US quits the fight against Covid

We weren’t ready for omicron—by choice—and we’re paying in lost lives and livelihoods. What will convince our leaders to prepare for the next, inevitable surge?

On May 27, 2020, the US passed what was then an unthinkable milestone: 100 000 Americans dead from Covid-19. The losses felt at once intangible and deeply personal to me. Twelve days earlier, my youngest brother had died—not from Covid, but from another preventable cause. I hadn’t seen him in months because of the pandemic, and I spent his funeral apart from the rest of my family: no hugs, no tears together, only distance. When the country passed 100 000 deaths, I felt the intense agony of so many families who were never able to say goodbye.

Joe Biden released a video that day criticizing the Trump administration for allowing the virus to spread and expressing grief over the incalculable loss. “The day will come when the memory of your loved one will bring a smile to your lips before it brings a tear to your eyes,” he said. The line reverberated through me. For a moment, I forgot I was watching a political ad; my grief and despair felt seen. Here was a politician who finally seemed to get it.

On Thursday, the US shattered the previous day’s record-high in daily Covid cases, and tomorrow will be worse. The omicron surge may not only be the toughest phase of the pandemic; it may be the greatest health challenge of our time. Our health system is already overwhelmed. Pharmacies and testing sites are closing because employees are sick; even for those lucky enough not to need medical care, it’s easy to foresee a January with closed classrooms and empty shelves at grocery stores.

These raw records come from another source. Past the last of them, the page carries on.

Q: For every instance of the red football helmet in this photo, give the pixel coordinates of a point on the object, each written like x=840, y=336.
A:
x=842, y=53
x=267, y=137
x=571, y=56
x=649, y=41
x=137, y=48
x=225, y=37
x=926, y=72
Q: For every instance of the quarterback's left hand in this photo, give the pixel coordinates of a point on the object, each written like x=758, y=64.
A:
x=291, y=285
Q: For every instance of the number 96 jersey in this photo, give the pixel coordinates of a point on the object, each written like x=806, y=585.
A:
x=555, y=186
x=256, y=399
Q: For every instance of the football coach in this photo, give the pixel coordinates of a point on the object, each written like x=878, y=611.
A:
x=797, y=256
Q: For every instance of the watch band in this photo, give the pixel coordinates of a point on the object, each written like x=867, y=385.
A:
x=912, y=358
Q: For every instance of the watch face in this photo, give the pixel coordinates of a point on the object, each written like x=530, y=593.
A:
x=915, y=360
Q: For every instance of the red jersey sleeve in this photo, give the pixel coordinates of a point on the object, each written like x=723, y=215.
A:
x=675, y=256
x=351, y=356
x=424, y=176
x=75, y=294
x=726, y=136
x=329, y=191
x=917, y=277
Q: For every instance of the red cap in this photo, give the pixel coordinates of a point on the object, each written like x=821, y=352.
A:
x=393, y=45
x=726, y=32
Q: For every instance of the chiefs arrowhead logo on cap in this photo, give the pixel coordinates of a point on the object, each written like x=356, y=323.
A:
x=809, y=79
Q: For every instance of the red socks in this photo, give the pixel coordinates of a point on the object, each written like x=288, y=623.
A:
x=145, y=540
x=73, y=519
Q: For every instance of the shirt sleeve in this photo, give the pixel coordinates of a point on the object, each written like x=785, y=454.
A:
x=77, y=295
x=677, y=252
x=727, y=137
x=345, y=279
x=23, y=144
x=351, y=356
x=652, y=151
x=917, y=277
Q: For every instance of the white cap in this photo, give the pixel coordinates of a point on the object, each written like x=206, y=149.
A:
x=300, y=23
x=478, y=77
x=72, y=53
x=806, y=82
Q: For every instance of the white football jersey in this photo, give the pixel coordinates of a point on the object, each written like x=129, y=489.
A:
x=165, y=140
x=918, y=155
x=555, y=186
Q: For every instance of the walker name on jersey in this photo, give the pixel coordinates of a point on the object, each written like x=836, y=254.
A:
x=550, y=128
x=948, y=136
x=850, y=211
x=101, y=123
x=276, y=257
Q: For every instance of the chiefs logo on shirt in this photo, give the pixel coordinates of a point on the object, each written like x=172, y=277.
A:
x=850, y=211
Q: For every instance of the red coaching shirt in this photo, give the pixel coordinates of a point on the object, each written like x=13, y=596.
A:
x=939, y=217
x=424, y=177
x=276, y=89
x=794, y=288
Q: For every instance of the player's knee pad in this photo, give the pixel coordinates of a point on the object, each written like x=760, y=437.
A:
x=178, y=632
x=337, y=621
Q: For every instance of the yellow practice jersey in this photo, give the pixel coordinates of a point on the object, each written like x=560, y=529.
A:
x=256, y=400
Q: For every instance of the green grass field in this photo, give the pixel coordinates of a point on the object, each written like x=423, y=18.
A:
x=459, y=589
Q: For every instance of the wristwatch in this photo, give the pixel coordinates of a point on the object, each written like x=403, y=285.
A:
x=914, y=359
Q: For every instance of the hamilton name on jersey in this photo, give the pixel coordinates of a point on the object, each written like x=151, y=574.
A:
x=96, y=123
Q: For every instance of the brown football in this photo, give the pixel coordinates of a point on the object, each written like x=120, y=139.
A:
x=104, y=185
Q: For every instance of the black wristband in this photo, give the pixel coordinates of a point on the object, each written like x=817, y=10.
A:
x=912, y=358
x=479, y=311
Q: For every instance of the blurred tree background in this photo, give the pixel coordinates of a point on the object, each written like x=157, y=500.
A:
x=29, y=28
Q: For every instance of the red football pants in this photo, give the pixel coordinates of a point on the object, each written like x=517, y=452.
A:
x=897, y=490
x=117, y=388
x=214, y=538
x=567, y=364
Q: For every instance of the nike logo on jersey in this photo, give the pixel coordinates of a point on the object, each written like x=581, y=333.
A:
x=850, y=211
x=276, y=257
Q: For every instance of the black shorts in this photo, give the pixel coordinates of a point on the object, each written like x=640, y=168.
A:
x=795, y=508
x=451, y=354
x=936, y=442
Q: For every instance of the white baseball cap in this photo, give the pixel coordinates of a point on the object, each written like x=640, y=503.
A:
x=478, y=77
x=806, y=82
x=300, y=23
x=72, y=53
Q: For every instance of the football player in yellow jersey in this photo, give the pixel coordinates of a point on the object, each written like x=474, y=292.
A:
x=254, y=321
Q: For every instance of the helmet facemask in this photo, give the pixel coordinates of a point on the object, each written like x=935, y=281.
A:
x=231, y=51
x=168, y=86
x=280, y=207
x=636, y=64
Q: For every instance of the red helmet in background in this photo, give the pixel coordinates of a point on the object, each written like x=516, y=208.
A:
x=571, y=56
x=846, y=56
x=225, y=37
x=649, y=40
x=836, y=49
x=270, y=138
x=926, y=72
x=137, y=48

And yet, the Biden administration has insisted that businesses and schools will stay open, stating that it will not impose restrictions like mask mandates or closures. This week, the US Centers for Disease Control and Prevention shortened recommended Covid isolation times regardless of test or vaccination status, which will likely lead to the continued spread of the virus. “They’re letting it rip,” Justin Feldman, a social epidemiologist at the Harvard FXB Center for Health & Human Rights, told me. “And a lot of people are going to die in the coming months.”

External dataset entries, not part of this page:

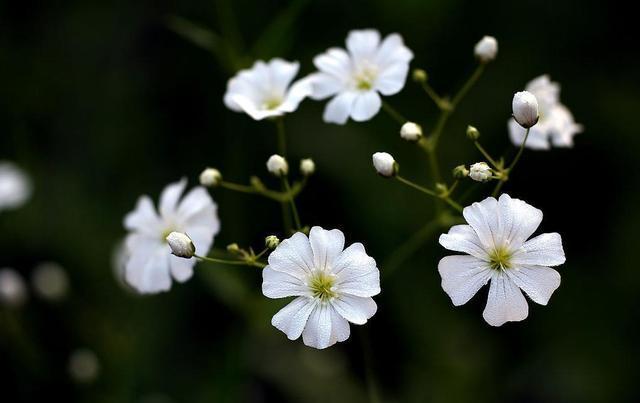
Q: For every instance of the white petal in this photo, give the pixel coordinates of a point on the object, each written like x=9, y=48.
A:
x=181, y=269
x=462, y=238
x=318, y=331
x=392, y=78
x=543, y=250
x=148, y=270
x=293, y=256
x=366, y=106
x=335, y=62
x=276, y=284
x=292, y=319
x=339, y=108
x=363, y=44
x=462, y=277
x=538, y=282
x=355, y=309
x=326, y=246
x=170, y=196
x=356, y=272
x=505, y=302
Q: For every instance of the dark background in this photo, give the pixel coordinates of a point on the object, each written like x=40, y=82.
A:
x=101, y=102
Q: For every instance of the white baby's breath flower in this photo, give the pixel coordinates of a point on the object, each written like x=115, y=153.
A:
x=265, y=90
x=525, y=109
x=480, y=172
x=332, y=286
x=556, y=125
x=13, y=291
x=498, y=249
x=150, y=264
x=50, y=281
x=411, y=131
x=15, y=186
x=277, y=165
x=356, y=77
x=486, y=49
x=385, y=164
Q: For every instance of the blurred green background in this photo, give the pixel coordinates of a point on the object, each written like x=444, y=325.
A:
x=102, y=101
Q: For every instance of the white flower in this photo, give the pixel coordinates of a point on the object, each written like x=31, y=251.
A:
x=556, y=125
x=355, y=77
x=384, y=164
x=15, y=186
x=525, y=109
x=50, y=281
x=486, y=49
x=150, y=265
x=332, y=286
x=480, y=172
x=264, y=90
x=307, y=166
x=210, y=177
x=277, y=165
x=13, y=291
x=411, y=131
x=181, y=245
x=498, y=249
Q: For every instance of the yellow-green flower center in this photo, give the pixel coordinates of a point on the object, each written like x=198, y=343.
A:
x=321, y=285
x=500, y=258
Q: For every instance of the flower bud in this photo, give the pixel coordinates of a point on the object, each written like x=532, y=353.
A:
x=277, y=165
x=460, y=172
x=411, y=131
x=384, y=164
x=486, y=49
x=473, y=133
x=525, y=109
x=420, y=76
x=480, y=172
x=271, y=242
x=210, y=177
x=307, y=166
x=181, y=245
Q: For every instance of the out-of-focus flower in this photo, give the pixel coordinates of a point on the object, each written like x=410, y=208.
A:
x=525, y=109
x=265, y=90
x=332, y=286
x=480, y=172
x=385, y=164
x=84, y=365
x=50, y=281
x=356, y=77
x=15, y=186
x=277, y=165
x=151, y=265
x=498, y=249
x=486, y=49
x=13, y=291
x=556, y=125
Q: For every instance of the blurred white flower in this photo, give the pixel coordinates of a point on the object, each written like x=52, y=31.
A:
x=15, y=186
x=50, y=281
x=384, y=164
x=13, y=291
x=265, y=90
x=499, y=250
x=355, y=77
x=150, y=265
x=480, y=172
x=332, y=286
x=486, y=49
x=84, y=365
x=556, y=125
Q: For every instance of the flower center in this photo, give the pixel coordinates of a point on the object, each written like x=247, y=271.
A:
x=321, y=285
x=500, y=258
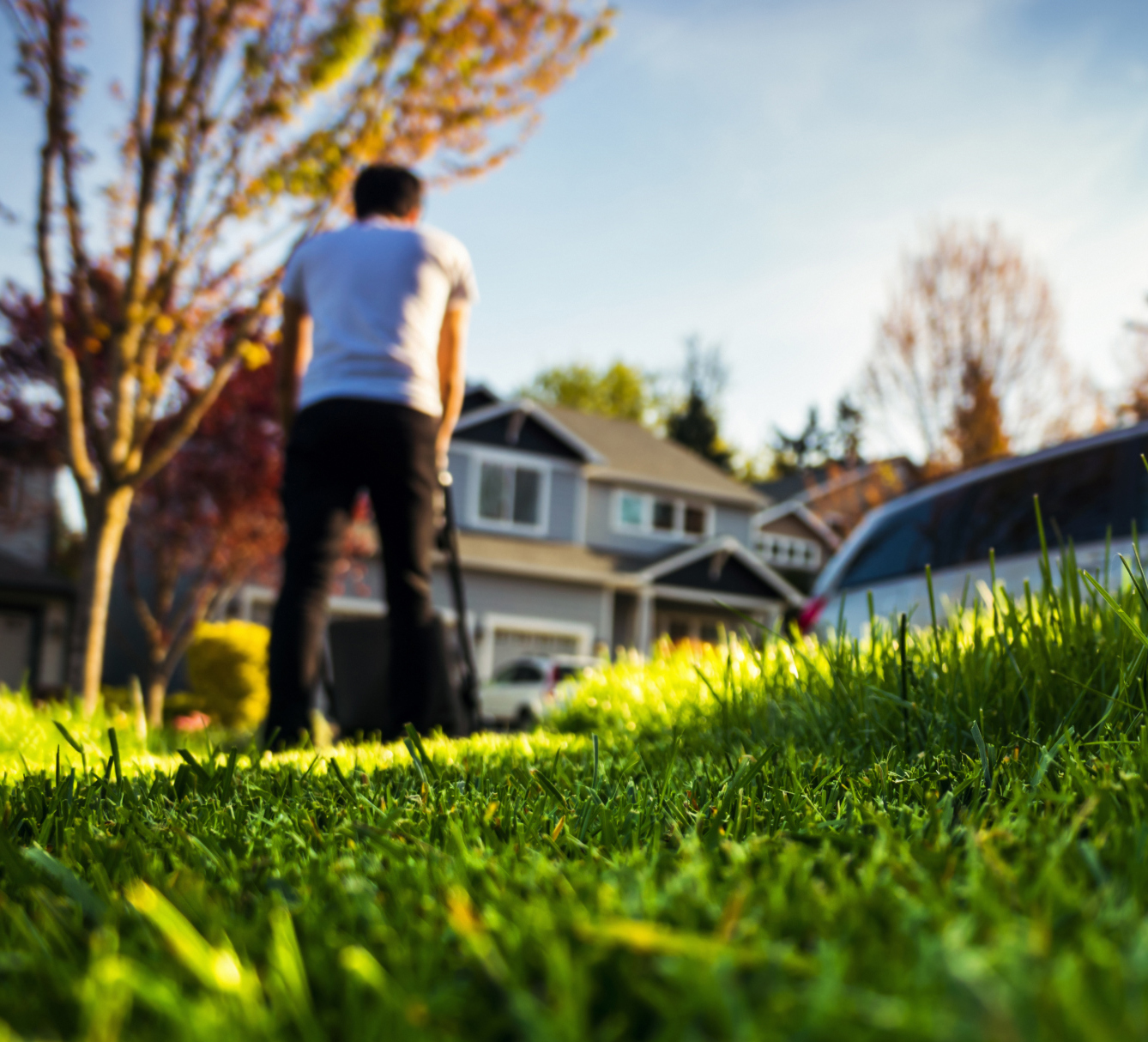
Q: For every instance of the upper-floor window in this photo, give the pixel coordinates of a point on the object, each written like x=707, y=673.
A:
x=508, y=492
x=646, y=513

These recommendations are less about “following the science,” as Biden promised he’d do, and more about responding to public need—both to keep the essential functions of society running and to make isolation requirements more palatable to employers and workers. “There are so many people—now and likely in the next few weeks—who will be infected by this wave of infections that we’re getting with omicron,” Dr. Anthony Fauci, chief medical adviser to the President, said on Tuesday. “If all the essential workers that you would need” are kept out of work for 10 days even if they’re asymptomatic, he added, “that might have a negative impact on our ability to maintain the structure of society.”